PHI Handling Across Layers
Protected Health Information touches every layer of your stack, and each layer needs its own controls.
Client Layer: Never cache PHI in localStorage or sessionStorage. Use in-memory state only. Set appropriate cache-control headers so the browser does not store responses to disk. If you are building a mobile app, encrypt the local database (SQLCipher for SQLite).
API Layer: Log request metadata but never log request or response bodies that contain PHI. Use structured logging with explicit field allowlists. Your API should authenticate every request (JWTs with short expiration), authorize at the resource level (can this user see this patient's data?), and rate-limit aggressively.
Database Layer: Encrypt at rest using Postgres TDE or cloud provider encryption (RDS, for example). Consider column-level encryption for the most sensitive fields: SSNs, diagnosis codes, psychotherapy notes.
Infrastructure Layer: VPC isolation, private subnets for databases, no public IPs on anything that touches PHI. Use a bastion host or VPN for admin access. All internal traffic over TLS. Audit your setup regularly, because defaults drift.
Session Recording Compliance
Recording telehealth sessions is a minefield. Some states require all-party consent. Some require single-party consent. Some have specific rules for medical recordings that differ from general recording laws.
From a technical perspective, if you do record, there are several things to get right. Store recordings in a separate, access-controlled bucket (not the same S3 bucket as your profile photos). Encrypt them with a separate key from your general PHI encryption key. Implement automatic retention policies, typically 7 years to match medical record retention requirements, though you should check your state's rules.
Never process recordings through third-party transcription services without a BAA in place. That includes sending audio to OpenAI's Whisper API. And give patients access to their own recordings, which is both good practice and increasingly a legal requirement under information blocking rules.
The safest architectural decision is to make recording opt-in at the organization level, require explicit consent capture at the session level, and store the consent record alongside the recording metadata.
Sync vs. Async: Choose Your Architecture Pattern Early
Many platforms start with live video only, then realize half their use cases (dermatology, medication management, follow-ups) work better as async visits where the patient submits photos and a questionnaire and the provider responds within hours.

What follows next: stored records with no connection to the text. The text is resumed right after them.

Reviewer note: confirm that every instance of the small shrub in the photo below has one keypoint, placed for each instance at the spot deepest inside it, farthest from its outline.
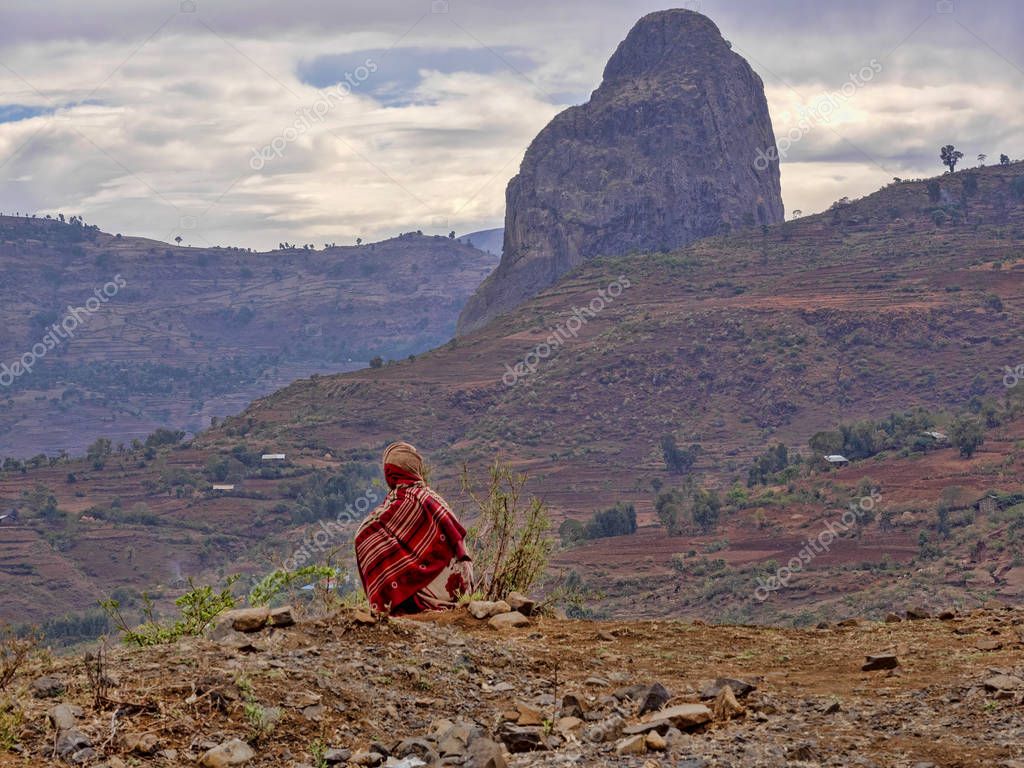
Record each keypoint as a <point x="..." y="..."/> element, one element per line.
<point x="199" y="607"/>
<point x="511" y="545"/>
<point x="14" y="651"/>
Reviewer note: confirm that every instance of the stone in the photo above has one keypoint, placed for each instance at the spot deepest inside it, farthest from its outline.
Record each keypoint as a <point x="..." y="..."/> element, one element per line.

If you think async is in your future, design your data model around "encounters" rather than "video sessions" from day one. An encounter can contain a video session, a message thread, uploaded media, or all three. Retrofitting this abstraction later means migrating every table that references a session ID. We learned this the hard way.
Final Thoughts
Telehealth architecture is not fundamentally different from building any real-time application. The difference is that every shortcut you take has regulatory consequences. Build for compliance from day one, because retrofitting it is three times harder and ten times more expensive.
Start with a managed video provider, integrate with certified e-prescribing networks rather than building your own, and treat PHI handling as a cross-cutting concern that touches every architectural decision. The teams that get this right early ship faster in the long run, because they are not constantly patching compliance gaps.